Andreas Wirth kämpft nach wie vor um ein Cockpit bei den IndyCars

Teil zwei beschäftigt sich vor allem mit den derzeit möglichen Alternativen, und warum auch ein Wechsel zu den Sportwagen oder zurück nach Europa realistisch wäre. Zudem erklärt Wirth, warum er einem talentierten deutschen Nachwuchspiloten den Sprung über den großen Teich durchaus empfehlen würde.#w1#

Frage: "Wie siehst du die IndyLights? Aus meiner Sicht ist die Serie wesentlich professioneller aufgezogen, als die derzeitige Atlantic?"
Andreas Wirth: "2008 vielleicht. 2006 und 2007 in keinem Fall. Da waren die Professionalität und der Wettbewerb viel besser und härter, das ist zumindest meine Meinung. 2008 ist die Atlantic-Serie vom Fahrerfeld auch besser, aber der Atlantic fehlt halt das ganze Drumherum."
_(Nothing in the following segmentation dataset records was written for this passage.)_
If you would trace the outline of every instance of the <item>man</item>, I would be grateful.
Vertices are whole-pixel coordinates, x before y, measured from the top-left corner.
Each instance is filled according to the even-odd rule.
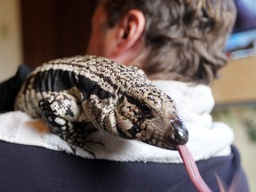
[[[239,154],[230,146],[232,132],[212,122],[212,96],[202,85],[225,65],[222,51],[235,12],[232,0],[100,1],[86,52],[140,67],[175,100],[190,133],[188,145],[213,191],[219,188],[216,175],[228,188],[248,191]],[[132,148],[134,156],[124,156],[126,160],[120,154],[129,148],[114,150],[116,156],[108,161],[2,142],[0,186],[8,191],[21,184],[27,191],[196,191],[184,165],[172,158],[177,154],[162,156],[150,148],[144,164],[142,148]]]

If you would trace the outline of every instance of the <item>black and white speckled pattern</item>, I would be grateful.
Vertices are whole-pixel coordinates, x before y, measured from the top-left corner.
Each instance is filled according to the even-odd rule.
[[[170,149],[188,139],[168,95],[141,73],[102,57],[63,58],[36,68],[15,108],[43,117],[74,148],[88,149],[83,146],[92,127]]]

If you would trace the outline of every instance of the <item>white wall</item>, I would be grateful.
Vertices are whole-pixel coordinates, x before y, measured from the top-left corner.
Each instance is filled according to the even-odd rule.
[[[14,75],[21,62],[19,0],[0,0],[0,81]]]

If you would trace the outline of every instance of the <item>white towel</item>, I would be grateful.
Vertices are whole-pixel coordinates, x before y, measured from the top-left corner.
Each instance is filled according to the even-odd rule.
[[[214,102],[210,87],[191,86],[173,81],[153,83],[176,101],[177,108],[189,132],[187,145],[196,161],[230,154],[233,132],[222,123],[212,123],[210,112]],[[182,162],[177,151],[158,148],[137,140],[120,139],[103,131],[96,132],[90,135],[90,138],[103,144],[87,144],[98,159],[121,162]],[[51,133],[41,119],[32,119],[20,111],[0,115],[0,140],[73,153],[68,143]],[[79,148],[76,155],[84,158],[94,158]]]

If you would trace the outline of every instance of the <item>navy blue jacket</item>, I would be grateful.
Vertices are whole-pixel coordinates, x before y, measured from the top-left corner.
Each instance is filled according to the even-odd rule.
[[[30,68],[0,84],[0,111],[13,101]],[[189,192],[196,191],[184,164],[89,160],[39,147],[0,141],[0,191]],[[206,184],[219,191],[216,174],[236,191],[249,191],[240,156],[232,146],[228,156],[196,162]]]

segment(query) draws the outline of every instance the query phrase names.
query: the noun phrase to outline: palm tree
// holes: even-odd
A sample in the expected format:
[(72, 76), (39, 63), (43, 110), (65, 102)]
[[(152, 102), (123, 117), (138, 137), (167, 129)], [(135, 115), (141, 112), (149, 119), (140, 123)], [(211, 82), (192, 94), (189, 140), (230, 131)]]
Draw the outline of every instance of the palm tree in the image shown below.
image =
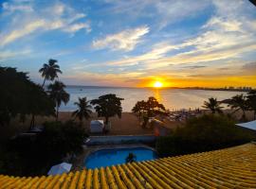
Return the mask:
[(64, 91), (65, 85), (61, 81), (55, 81), (53, 84), (49, 84), (48, 93), (50, 97), (55, 102), (56, 109), (56, 121), (58, 121), (59, 108), (64, 102), (66, 104), (69, 101), (69, 94)]
[(204, 106), (202, 106), (205, 109), (209, 109), (211, 111), (212, 113), (218, 112), (222, 113), (222, 108), (220, 106), (220, 102), (217, 101), (217, 98), (210, 97), (208, 99), (209, 101), (204, 102)]
[(246, 111), (248, 110), (248, 102), (243, 94), (231, 97), (231, 99), (228, 101), (228, 104), (229, 107), (234, 109), (234, 112), (232, 113), (241, 110), (243, 112), (242, 120), (247, 119)]
[(250, 111), (254, 112), (254, 119), (256, 118), (256, 90), (247, 93), (247, 102)]
[(137, 101), (135, 107), (132, 109), (132, 112), (134, 113), (138, 113), (139, 120), (141, 119), (143, 112), (146, 111), (146, 102), (144, 100), (141, 100)]
[(105, 117), (105, 124), (108, 125), (110, 117), (118, 115), (121, 118), (121, 100), (123, 98), (117, 97), (115, 94), (108, 94), (91, 100), (91, 104), (95, 106), (98, 117)]
[(165, 113), (165, 107), (160, 104), (156, 98), (151, 96), (147, 101), (138, 101), (133, 108), (133, 112), (138, 112), (138, 116), (143, 117), (142, 128), (148, 124), (149, 118), (157, 114)]
[(89, 101), (86, 101), (86, 97), (79, 97), (79, 102), (75, 102), (74, 104), (78, 107), (78, 110), (72, 113), (72, 116), (78, 117), (82, 126), (83, 118), (90, 118), (92, 106), (89, 104)]
[(54, 80), (58, 77), (58, 73), (63, 73), (56, 62), (58, 62), (57, 60), (50, 59), (48, 63), (44, 63), (43, 67), (39, 70), (39, 73), (42, 73), (42, 77), (45, 77), (42, 87), (45, 86), (46, 80)]

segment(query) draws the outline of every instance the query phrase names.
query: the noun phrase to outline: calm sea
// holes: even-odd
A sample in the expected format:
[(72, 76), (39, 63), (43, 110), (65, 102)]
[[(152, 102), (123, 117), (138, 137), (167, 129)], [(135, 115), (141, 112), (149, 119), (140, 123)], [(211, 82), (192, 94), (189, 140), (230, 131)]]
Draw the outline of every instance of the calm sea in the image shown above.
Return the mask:
[(62, 105), (61, 111), (68, 112), (76, 110), (74, 105), (78, 97), (86, 96), (88, 100), (98, 98), (106, 94), (116, 94), (122, 101), (123, 112), (131, 112), (138, 100), (146, 100), (149, 96), (155, 96), (167, 109), (195, 109), (201, 108), (204, 101), (210, 97), (216, 97), (218, 100), (229, 98), (243, 92), (228, 91), (205, 91), (188, 89), (150, 89), (150, 88), (110, 88), (110, 87), (78, 87), (67, 86), (66, 91), (70, 94), (70, 100), (67, 105)]

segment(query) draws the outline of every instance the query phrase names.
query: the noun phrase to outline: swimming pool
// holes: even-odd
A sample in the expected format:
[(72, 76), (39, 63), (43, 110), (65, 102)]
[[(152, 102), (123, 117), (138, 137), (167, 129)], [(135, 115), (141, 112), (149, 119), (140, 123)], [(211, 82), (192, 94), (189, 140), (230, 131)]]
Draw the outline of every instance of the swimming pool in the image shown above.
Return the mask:
[(101, 149), (92, 152), (84, 160), (84, 165), (86, 168), (99, 168), (101, 166), (125, 163), (125, 159), (129, 153), (136, 155), (136, 162), (157, 158), (155, 151), (146, 147)]

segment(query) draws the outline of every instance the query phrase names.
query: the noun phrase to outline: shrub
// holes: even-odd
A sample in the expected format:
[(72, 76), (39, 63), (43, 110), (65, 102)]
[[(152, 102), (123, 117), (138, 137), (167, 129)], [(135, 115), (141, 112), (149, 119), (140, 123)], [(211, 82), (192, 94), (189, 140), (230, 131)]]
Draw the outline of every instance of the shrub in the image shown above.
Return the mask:
[(61, 163), (67, 154), (81, 152), (86, 137), (85, 130), (73, 121), (64, 124), (45, 123), (41, 133), (9, 141), (8, 149), (4, 152), (5, 156), (0, 160), (0, 174), (46, 174), (50, 166)]
[(172, 135), (160, 137), (156, 149), (160, 156), (174, 156), (229, 147), (250, 142), (254, 131), (235, 126), (224, 115), (203, 115), (189, 120)]

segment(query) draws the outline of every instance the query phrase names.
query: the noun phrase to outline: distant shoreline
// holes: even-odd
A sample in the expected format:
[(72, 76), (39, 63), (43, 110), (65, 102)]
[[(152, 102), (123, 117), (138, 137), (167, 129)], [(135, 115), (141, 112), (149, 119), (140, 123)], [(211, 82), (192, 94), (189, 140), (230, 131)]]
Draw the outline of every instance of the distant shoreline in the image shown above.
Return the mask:
[[(155, 89), (154, 87), (118, 87), (118, 86), (94, 86), (94, 85), (66, 85), (69, 88), (108, 88), (108, 89)], [(163, 87), (157, 90), (166, 89), (184, 89), (184, 90), (203, 90), (203, 91), (228, 91), (228, 92), (249, 92), (254, 88), (251, 87), (241, 87), (241, 88), (207, 88), (207, 87)]]

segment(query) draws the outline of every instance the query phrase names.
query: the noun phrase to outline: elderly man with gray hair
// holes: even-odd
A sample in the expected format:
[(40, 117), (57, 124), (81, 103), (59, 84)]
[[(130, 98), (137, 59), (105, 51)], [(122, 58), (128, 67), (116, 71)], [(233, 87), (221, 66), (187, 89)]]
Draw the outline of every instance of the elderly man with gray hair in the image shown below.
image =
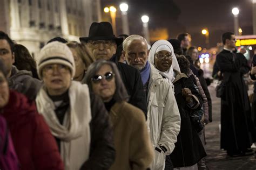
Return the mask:
[(126, 62), (140, 73), (147, 96), (147, 123), (155, 150), (152, 169), (164, 169), (165, 156), (175, 147), (180, 129), (180, 117), (172, 87), (147, 61), (145, 38), (132, 35), (123, 42)]

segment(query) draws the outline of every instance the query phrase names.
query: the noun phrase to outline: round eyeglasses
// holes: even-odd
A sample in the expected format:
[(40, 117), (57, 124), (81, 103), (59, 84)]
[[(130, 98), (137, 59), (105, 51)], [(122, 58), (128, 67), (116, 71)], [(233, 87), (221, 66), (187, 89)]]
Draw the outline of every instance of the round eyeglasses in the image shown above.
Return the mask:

"Und wenn das nicht gegeben ist, dann hat man natürlich ein kommerzielles Problem. Du kannst die Serie nicht verkaufen, die Fahrer und die Teams können das alles nicht ihren Sponsoren erklären, deswegen ist das schon ziemlich schwierig."

Viele Erfolge in der Atlantic

"Die IndyLights ist die Vorstufe zur IndyCar und da gäbe es für nächstes Jahr Möglichkeiten für mich. Aber dann muss man sich natürlich fragen: Was passiert danach? Und dann sind wir wieder genau dort, wo wir schon einmal waren. Denn es wird danach immer noch keine 36 Cockpits geben und es werden immer noch ein Paul Tracy und andere Leute da sein."

Andreas Wirth

Andreas Wirth feierte 2005 und 2006 viele Erfolge in der Atlantic-Serie Zoom

"Und was man auch gesehen hat: Selbst wenn man sehr erfolgreich in der Atlantic gefahren ist, heißt das noch lange nicht, dass man ohne Geld oder nur wegen dem Talent ein ChampCar-Cockpit bekommt. Das ist genau das Problem, das ich momentan habe. Ich will die nächsten Jahre im Rennsport aktiv sein und muss jetzt eine langfristige Entscheidung treffen."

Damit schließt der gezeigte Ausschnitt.